O placar foi o mesmo da partida de ida, realizada na Arena da Baixada, e a performance do time foi praticamente idêntica. A equipe enfrentou grandes dificuldades em criação, associação e trocas de passes, igualando-se a um adversário que ocupa apenas a parte intermediária da Série B do Campeonato Brasileiro.
O time comandado por Odair Hellmann correu riscos de ser eliminado no tempo regulamentar, se não fosse o goleiro Santos, que fez pelo menos duas defesas importantes. O camisa 23 também se destacou nas cobranças de pênalti, defendendo uma delas e mostrando mais uma vez seu valor como ídolo.

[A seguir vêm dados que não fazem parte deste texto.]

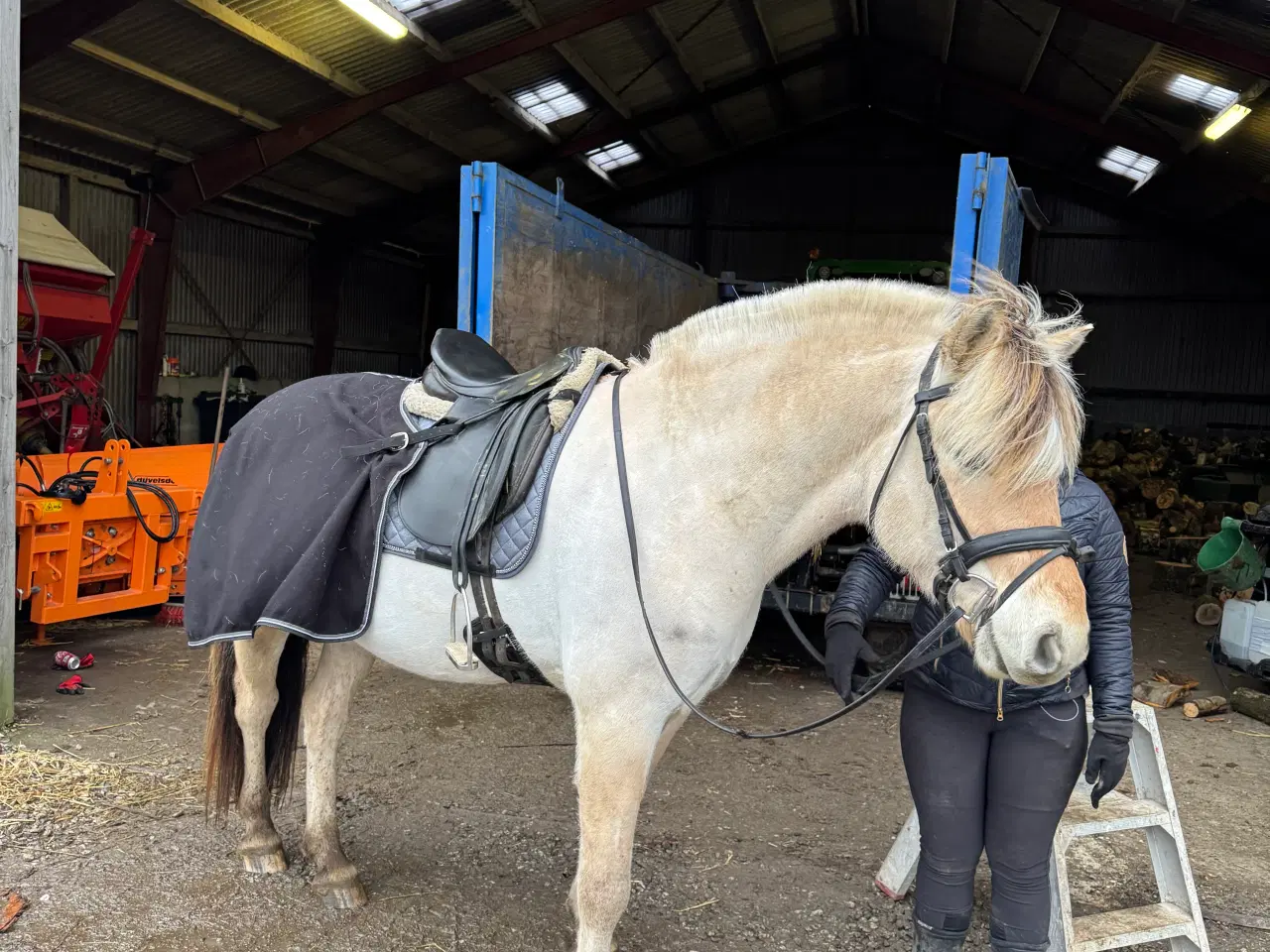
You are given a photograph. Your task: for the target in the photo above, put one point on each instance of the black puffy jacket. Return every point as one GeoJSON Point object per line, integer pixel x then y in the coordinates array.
{"type": "Point", "coordinates": [1088, 516]}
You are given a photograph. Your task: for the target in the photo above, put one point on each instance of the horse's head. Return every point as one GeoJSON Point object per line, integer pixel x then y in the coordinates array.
{"type": "Point", "coordinates": [1005, 435]}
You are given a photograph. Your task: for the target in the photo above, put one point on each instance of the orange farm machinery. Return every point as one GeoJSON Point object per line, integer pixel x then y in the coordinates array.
{"type": "Point", "coordinates": [102, 527]}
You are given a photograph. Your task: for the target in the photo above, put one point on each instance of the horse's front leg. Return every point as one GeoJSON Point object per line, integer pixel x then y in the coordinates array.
{"type": "Point", "coordinates": [616, 751]}
{"type": "Point", "coordinates": [325, 710]}
{"type": "Point", "coordinates": [255, 696]}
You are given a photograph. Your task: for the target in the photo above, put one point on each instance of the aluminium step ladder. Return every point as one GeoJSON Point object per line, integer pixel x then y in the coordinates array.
{"type": "Point", "coordinates": [1176, 918]}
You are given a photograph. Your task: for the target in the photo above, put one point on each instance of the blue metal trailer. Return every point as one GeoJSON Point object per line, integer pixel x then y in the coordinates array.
{"type": "Point", "coordinates": [538, 275]}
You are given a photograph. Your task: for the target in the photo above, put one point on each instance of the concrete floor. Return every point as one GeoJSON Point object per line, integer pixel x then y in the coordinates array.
{"type": "Point", "coordinates": [457, 806]}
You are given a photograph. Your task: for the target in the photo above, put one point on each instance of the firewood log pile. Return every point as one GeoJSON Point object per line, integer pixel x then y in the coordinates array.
{"type": "Point", "coordinates": [1141, 471]}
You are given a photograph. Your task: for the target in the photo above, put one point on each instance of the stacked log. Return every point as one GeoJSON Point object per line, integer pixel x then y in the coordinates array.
{"type": "Point", "coordinates": [1141, 472]}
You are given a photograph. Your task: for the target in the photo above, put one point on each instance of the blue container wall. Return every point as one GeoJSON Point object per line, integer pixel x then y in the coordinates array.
{"type": "Point", "coordinates": [1183, 333]}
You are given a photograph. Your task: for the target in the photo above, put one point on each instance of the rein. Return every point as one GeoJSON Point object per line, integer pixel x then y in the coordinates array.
{"type": "Point", "coordinates": [953, 567]}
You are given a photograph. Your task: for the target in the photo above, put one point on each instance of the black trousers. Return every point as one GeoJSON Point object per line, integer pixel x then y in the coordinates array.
{"type": "Point", "coordinates": [980, 783]}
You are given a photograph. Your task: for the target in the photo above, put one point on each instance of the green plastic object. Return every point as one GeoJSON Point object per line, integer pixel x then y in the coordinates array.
{"type": "Point", "coordinates": [1230, 558]}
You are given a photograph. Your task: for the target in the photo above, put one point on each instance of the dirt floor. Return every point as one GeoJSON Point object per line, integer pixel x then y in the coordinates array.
{"type": "Point", "coordinates": [457, 806]}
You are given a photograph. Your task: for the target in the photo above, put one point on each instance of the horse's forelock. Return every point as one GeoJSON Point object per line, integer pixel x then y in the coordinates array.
{"type": "Point", "coordinates": [1015, 412]}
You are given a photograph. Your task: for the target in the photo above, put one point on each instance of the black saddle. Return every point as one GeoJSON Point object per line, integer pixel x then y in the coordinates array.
{"type": "Point", "coordinates": [465, 366]}
{"type": "Point", "coordinates": [468, 480]}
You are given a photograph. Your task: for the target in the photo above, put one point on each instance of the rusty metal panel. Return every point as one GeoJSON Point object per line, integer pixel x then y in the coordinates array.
{"type": "Point", "coordinates": [349, 361]}
{"type": "Point", "coordinates": [103, 220]}
{"type": "Point", "coordinates": [40, 189]}
{"type": "Point", "coordinates": [538, 275]}
{"type": "Point", "coordinates": [1135, 267]}
{"type": "Point", "coordinates": [250, 277]}
{"type": "Point", "coordinates": [1178, 347]}
{"type": "Point", "coordinates": [381, 302]}
{"type": "Point", "coordinates": [207, 356]}
{"type": "Point", "coordinates": [121, 379]}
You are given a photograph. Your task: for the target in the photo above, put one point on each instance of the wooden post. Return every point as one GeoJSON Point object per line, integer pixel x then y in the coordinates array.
{"type": "Point", "coordinates": [10, 31]}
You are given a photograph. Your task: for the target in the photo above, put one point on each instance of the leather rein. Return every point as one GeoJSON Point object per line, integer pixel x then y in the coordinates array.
{"type": "Point", "coordinates": [953, 567]}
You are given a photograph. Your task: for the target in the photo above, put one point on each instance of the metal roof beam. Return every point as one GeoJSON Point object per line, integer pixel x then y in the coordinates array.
{"type": "Point", "coordinates": [710, 118]}
{"type": "Point", "coordinates": [255, 33]}
{"type": "Point", "coordinates": [240, 112]}
{"type": "Point", "coordinates": [220, 171]}
{"type": "Point", "coordinates": [164, 150]}
{"type": "Point", "coordinates": [1039, 53]}
{"type": "Point", "coordinates": [56, 27]}
{"type": "Point", "coordinates": [948, 33]}
{"type": "Point", "coordinates": [571, 55]}
{"type": "Point", "coordinates": [502, 103]}
{"type": "Point", "coordinates": [1179, 37]}
{"type": "Point", "coordinates": [1132, 82]}
{"type": "Point", "coordinates": [712, 95]}
{"type": "Point", "coordinates": [760, 40]}
{"type": "Point", "coordinates": [1116, 135]}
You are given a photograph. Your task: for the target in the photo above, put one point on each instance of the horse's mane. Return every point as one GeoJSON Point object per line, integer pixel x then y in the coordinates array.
{"type": "Point", "coordinates": [1015, 411]}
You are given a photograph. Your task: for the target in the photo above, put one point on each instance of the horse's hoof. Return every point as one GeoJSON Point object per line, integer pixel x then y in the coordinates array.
{"type": "Point", "coordinates": [267, 860]}
{"type": "Point", "coordinates": [348, 895]}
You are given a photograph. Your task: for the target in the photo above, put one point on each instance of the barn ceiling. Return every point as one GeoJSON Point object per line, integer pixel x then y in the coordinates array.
{"type": "Point", "coordinates": [303, 108]}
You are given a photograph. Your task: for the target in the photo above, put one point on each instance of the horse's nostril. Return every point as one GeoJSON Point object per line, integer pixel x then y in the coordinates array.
{"type": "Point", "coordinates": [1049, 654]}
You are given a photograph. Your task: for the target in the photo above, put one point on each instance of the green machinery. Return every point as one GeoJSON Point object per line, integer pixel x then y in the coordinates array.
{"type": "Point", "coordinates": [921, 272]}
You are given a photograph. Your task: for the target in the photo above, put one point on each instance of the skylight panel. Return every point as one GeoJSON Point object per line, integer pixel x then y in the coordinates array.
{"type": "Point", "coordinates": [1125, 162]}
{"type": "Point", "coordinates": [550, 100]}
{"type": "Point", "coordinates": [422, 8]}
{"type": "Point", "coordinates": [615, 155]}
{"type": "Point", "coordinates": [1199, 91]}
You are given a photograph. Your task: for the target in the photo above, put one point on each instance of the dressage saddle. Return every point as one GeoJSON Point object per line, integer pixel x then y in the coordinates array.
{"type": "Point", "coordinates": [467, 481]}
{"type": "Point", "coordinates": [465, 366]}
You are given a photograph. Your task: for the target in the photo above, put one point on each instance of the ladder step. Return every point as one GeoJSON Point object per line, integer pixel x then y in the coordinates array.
{"type": "Point", "coordinates": [1130, 927]}
{"type": "Point", "coordinates": [1115, 812]}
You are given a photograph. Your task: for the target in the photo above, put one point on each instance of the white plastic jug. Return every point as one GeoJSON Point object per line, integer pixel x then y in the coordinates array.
{"type": "Point", "coordinates": [1246, 631]}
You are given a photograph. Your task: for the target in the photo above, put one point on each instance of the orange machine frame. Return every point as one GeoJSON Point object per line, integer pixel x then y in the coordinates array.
{"type": "Point", "coordinates": [80, 560]}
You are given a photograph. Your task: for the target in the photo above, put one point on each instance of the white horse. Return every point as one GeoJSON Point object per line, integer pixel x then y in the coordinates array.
{"type": "Point", "coordinates": [753, 430]}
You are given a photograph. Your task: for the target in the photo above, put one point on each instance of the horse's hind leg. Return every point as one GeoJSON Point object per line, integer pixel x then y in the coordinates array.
{"type": "Point", "coordinates": [255, 696]}
{"type": "Point", "coordinates": [325, 711]}
{"type": "Point", "coordinates": [615, 754]}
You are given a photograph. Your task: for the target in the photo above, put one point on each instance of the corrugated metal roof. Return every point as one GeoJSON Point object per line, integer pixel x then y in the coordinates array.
{"type": "Point", "coordinates": [795, 24]}
{"type": "Point", "coordinates": [708, 33]}
{"type": "Point", "coordinates": [1083, 67]}
{"type": "Point", "coordinates": [335, 35]}
{"type": "Point", "coordinates": [95, 93]}
{"type": "Point", "coordinates": [173, 40]}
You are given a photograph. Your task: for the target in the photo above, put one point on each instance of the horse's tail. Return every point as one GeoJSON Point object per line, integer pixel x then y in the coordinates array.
{"type": "Point", "coordinates": [222, 747]}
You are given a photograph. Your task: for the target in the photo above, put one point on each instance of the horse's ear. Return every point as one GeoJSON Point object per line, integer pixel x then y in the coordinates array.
{"type": "Point", "coordinates": [1066, 341]}
{"type": "Point", "coordinates": [983, 321]}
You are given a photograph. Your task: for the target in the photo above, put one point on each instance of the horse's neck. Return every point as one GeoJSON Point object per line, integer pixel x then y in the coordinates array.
{"type": "Point", "coordinates": [771, 452]}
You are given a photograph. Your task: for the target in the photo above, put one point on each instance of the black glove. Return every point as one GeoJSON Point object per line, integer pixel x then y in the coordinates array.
{"type": "Point", "coordinates": [843, 648]}
{"type": "Point", "coordinates": [1109, 756]}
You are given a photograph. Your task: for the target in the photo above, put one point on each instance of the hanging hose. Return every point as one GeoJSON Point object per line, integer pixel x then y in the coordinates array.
{"type": "Point", "coordinates": [76, 485]}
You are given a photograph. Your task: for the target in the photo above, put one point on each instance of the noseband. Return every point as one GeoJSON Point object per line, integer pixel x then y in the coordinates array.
{"type": "Point", "coordinates": [960, 557]}
{"type": "Point", "coordinates": [953, 567]}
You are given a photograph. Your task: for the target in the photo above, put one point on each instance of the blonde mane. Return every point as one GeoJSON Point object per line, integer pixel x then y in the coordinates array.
{"type": "Point", "coordinates": [1015, 411]}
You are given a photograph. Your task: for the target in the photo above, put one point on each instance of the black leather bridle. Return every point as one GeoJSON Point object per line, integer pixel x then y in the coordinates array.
{"type": "Point", "coordinates": [953, 567]}
{"type": "Point", "coordinates": [960, 557]}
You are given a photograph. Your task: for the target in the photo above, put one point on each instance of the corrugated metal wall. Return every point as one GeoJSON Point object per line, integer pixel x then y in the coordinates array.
{"type": "Point", "coordinates": [248, 277]}
{"type": "Point", "coordinates": [1183, 336]}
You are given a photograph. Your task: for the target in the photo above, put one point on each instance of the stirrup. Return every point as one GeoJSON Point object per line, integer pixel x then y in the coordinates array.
{"type": "Point", "coordinates": [460, 649]}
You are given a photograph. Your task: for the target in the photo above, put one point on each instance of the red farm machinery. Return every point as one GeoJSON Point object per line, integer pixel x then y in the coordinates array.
{"type": "Point", "coordinates": [100, 526]}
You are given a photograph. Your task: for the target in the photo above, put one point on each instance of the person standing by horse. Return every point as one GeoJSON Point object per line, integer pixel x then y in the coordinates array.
{"type": "Point", "coordinates": [991, 765]}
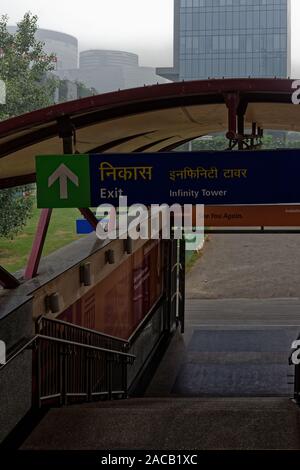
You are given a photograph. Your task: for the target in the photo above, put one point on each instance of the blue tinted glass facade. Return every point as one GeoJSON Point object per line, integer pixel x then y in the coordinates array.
{"type": "Point", "coordinates": [231, 38]}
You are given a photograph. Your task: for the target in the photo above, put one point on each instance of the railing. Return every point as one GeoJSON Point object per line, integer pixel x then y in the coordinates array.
{"type": "Point", "coordinates": [63, 330]}
{"type": "Point", "coordinates": [145, 338]}
{"type": "Point", "coordinates": [68, 371]}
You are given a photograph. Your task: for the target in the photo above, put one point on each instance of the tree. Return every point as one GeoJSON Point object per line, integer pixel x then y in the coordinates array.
{"type": "Point", "coordinates": [26, 71]}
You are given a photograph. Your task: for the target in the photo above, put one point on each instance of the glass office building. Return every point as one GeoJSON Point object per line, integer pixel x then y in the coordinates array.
{"type": "Point", "coordinates": [230, 38]}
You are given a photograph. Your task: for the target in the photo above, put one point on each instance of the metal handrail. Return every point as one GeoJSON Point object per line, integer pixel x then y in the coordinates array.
{"type": "Point", "coordinates": [63, 341]}
{"type": "Point", "coordinates": [18, 352]}
{"type": "Point", "coordinates": [81, 328]}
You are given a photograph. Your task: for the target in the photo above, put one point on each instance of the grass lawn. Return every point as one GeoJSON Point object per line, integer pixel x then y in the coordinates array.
{"type": "Point", "coordinates": [62, 231]}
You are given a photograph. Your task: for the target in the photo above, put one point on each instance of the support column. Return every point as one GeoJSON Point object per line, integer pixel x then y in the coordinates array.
{"type": "Point", "coordinates": [241, 124]}
{"type": "Point", "coordinates": [232, 101]}
{"type": "Point", "coordinates": [66, 133]}
{"type": "Point", "coordinates": [38, 244]}
{"type": "Point", "coordinates": [7, 280]}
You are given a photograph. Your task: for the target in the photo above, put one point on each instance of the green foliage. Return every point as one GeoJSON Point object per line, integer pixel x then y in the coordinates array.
{"type": "Point", "coordinates": [24, 68]}
{"type": "Point", "coordinates": [15, 208]}
{"type": "Point", "coordinates": [26, 72]}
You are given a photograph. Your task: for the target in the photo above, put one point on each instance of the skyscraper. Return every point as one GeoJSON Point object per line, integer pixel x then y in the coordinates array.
{"type": "Point", "coordinates": [230, 38]}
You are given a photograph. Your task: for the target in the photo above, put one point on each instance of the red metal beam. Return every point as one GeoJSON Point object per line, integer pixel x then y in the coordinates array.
{"type": "Point", "coordinates": [90, 217]}
{"type": "Point", "coordinates": [38, 244]}
{"type": "Point", "coordinates": [232, 101]}
{"type": "Point", "coordinates": [7, 280]}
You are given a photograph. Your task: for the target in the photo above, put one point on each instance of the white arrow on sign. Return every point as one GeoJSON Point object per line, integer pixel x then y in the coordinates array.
{"type": "Point", "coordinates": [63, 173]}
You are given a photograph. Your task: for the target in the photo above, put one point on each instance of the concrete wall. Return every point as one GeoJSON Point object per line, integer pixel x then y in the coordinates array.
{"type": "Point", "coordinates": [16, 377]}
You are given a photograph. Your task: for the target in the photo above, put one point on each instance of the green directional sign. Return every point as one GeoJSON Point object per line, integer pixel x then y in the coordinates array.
{"type": "Point", "coordinates": [63, 181]}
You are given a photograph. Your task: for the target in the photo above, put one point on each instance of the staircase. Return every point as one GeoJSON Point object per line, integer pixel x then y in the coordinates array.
{"type": "Point", "coordinates": [171, 424]}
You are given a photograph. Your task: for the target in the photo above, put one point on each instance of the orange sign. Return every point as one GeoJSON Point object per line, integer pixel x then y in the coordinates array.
{"type": "Point", "coordinates": [252, 216]}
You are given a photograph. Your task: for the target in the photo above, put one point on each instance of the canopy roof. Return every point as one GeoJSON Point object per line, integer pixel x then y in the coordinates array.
{"type": "Point", "coordinates": [148, 119]}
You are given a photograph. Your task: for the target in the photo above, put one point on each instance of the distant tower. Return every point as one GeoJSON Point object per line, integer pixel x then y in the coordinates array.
{"type": "Point", "coordinates": [230, 38]}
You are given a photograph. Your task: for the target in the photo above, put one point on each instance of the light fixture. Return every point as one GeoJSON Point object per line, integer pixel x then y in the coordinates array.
{"type": "Point", "coordinates": [110, 257]}
{"type": "Point", "coordinates": [128, 245]}
{"type": "Point", "coordinates": [52, 303]}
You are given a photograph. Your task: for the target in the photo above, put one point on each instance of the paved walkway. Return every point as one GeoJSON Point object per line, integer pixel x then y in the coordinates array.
{"type": "Point", "coordinates": [242, 314]}
{"type": "Point", "coordinates": [247, 266]}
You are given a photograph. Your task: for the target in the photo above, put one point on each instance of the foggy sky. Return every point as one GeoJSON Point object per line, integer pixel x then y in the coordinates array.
{"type": "Point", "coordinates": [144, 27]}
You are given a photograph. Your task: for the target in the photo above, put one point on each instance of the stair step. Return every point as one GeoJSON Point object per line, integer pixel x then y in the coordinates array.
{"type": "Point", "coordinates": [171, 424]}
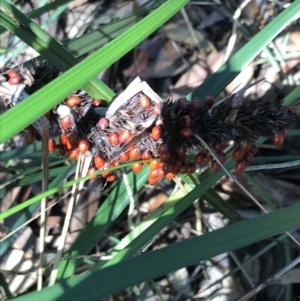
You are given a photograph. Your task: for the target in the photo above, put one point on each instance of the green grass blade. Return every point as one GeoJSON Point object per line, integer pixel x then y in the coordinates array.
{"type": "Point", "coordinates": [98, 284]}
{"type": "Point", "coordinates": [28, 213]}
{"type": "Point", "coordinates": [216, 83]}
{"type": "Point", "coordinates": [14, 120]}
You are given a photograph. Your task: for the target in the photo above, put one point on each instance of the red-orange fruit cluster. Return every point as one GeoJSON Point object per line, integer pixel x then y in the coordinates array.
{"type": "Point", "coordinates": [243, 155]}
{"type": "Point", "coordinates": [167, 133]}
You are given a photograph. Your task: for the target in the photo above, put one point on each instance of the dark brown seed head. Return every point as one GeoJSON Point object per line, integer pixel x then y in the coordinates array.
{"type": "Point", "coordinates": [209, 100]}
{"type": "Point", "coordinates": [238, 154]}
{"type": "Point", "coordinates": [240, 166]}
{"type": "Point", "coordinates": [186, 132]}
{"type": "Point", "coordinates": [246, 145]}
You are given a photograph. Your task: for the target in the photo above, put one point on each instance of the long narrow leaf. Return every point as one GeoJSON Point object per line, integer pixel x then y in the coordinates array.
{"type": "Point", "coordinates": [14, 120]}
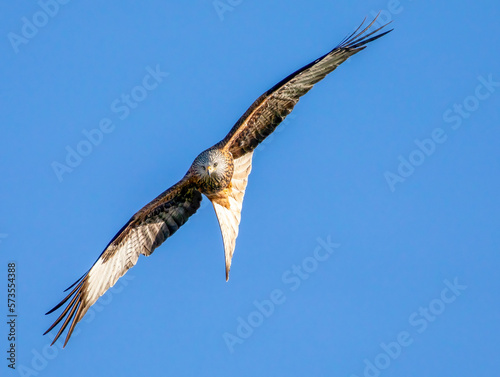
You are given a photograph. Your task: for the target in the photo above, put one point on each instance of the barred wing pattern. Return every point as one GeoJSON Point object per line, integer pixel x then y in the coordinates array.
{"type": "Point", "coordinates": [144, 232]}
{"type": "Point", "coordinates": [269, 110]}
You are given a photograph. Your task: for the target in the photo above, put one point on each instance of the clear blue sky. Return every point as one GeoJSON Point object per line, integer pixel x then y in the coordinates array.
{"type": "Point", "coordinates": [393, 160]}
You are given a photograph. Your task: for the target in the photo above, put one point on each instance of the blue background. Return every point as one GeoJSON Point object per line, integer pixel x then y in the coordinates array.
{"type": "Point", "coordinates": [324, 174]}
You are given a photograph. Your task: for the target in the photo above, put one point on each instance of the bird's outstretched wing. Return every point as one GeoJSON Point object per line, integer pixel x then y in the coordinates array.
{"type": "Point", "coordinates": [144, 232]}
{"type": "Point", "coordinates": [269, 110]}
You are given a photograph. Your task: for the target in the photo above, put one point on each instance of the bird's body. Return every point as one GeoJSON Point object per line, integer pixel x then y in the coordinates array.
{"type": "Point", "coordinates": [220, 173]}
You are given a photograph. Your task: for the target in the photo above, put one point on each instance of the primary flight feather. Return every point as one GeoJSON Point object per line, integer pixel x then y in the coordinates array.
{"type": "Point", "coordinates": [220, 173]}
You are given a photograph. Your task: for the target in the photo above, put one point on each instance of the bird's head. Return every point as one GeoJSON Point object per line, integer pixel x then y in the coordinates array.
{"type": "Point", "coordinates": [213, 165]}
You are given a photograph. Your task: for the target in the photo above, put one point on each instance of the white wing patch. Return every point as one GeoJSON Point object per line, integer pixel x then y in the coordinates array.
{"type": "Point", "coordinates": [229, 219]}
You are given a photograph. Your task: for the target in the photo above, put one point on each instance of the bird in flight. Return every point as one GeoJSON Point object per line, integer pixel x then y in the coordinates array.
{"type": "Point", "coordinates": [220, 173]}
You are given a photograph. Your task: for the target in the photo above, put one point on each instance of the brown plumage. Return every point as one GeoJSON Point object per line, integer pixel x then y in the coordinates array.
{"type": "Point", "coordinates": [221, 173]}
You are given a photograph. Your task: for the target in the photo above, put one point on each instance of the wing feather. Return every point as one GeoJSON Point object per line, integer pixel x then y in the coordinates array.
{"type": "Point", "coordinates": [144, 232]}
{"type": "Point", "coordinates": [269, 110]}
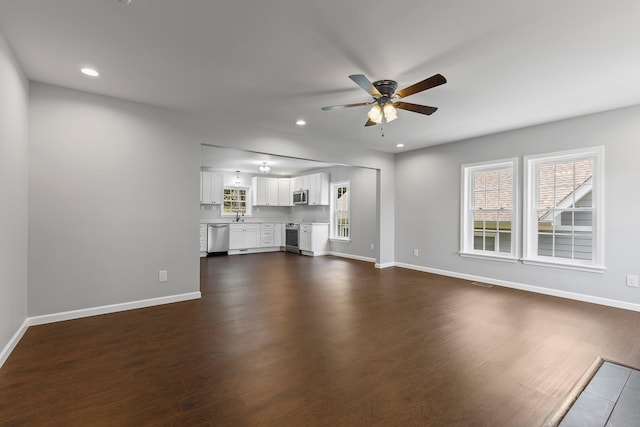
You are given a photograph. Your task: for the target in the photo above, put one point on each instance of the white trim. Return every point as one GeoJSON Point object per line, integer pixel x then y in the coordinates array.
{"type": "Point", "coordinates": [529, 288]}
{"type": "Point", "coordinates": [112, 308]}
{"type": "Point", "coordinates": [13, 342]}
{"type": "Point", "coordinates": [529, 235]}
{"type": "Point", "coordinates": [88, 312]}
{"type": "Point", "coordinates": [356, 257]}
{"type": "Point", "coordinates": [385, 265]}
{"type": "Point", "coordinates": [316, 253]}
{"type": "Point", "coordinates": [332, 209]}
{"type": "Point", "coordinates": [487, 256]}
{"type": "Point", "coordinates": [568, 266]}
{"type": "Point", "coordinates": [466, 216]}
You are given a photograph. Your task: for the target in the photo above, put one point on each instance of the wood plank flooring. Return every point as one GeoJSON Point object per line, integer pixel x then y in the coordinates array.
{"type": "Point", "coordinates": [284, 340]}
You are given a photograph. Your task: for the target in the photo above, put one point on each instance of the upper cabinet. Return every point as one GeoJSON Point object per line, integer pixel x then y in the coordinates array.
{"type": "Point", "coordinates": [271, 191]}
{"type": "Point", "coordinates": [279, 191]}
{"type": "Point", "coordinates": [210, 188]}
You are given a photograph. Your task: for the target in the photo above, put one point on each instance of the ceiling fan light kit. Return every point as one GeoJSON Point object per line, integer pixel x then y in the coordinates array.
{"type": "Point", "coordinates": [385, 98]}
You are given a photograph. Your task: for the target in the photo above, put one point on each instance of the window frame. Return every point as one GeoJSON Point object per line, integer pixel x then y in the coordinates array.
{"type": "Point", "coordinates": [530, 218]}
{"type": "Point", "coordinates": [333, 211]}
{"type": "Point", "coordinates": [247, 202]}
{"type": "Point", "coordinates": [467, 229]}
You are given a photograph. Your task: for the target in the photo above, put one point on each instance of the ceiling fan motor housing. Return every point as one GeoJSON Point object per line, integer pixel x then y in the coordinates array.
{"type": "Point", "coordinates": [387, 88]}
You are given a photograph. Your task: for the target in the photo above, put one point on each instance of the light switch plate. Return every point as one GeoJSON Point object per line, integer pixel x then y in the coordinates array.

O desempenho do Athletico fora de casa é preocupante, com um jejum de vitórias que já ultrapassa os 100 dias – a última vitória como visitante ocorreu em fevereiro. O sufoco desnecessário deve servir como lição para a equipe, sinalizando a necessidade de alternativas na comissão técnica e reforços na diretoria.
Com um elenco já curto, o Athletico perdeu importantes peças, como os lesionados Terán e Luiz Gustavo, até a pausa para a Copa do Mundo. Apesar de uma temporada que vem sendo positiva, os resultados não podem depender apenas da força do time na Arena da Baixada e da juventude dos jogadores, que, embora tenham mostrado valor, não podem carregar toda a responsabilidade.
A classificação na Copa do Brasil deve ser valorizada, mas é crucial absorver os aprendizados para os próximos desafios.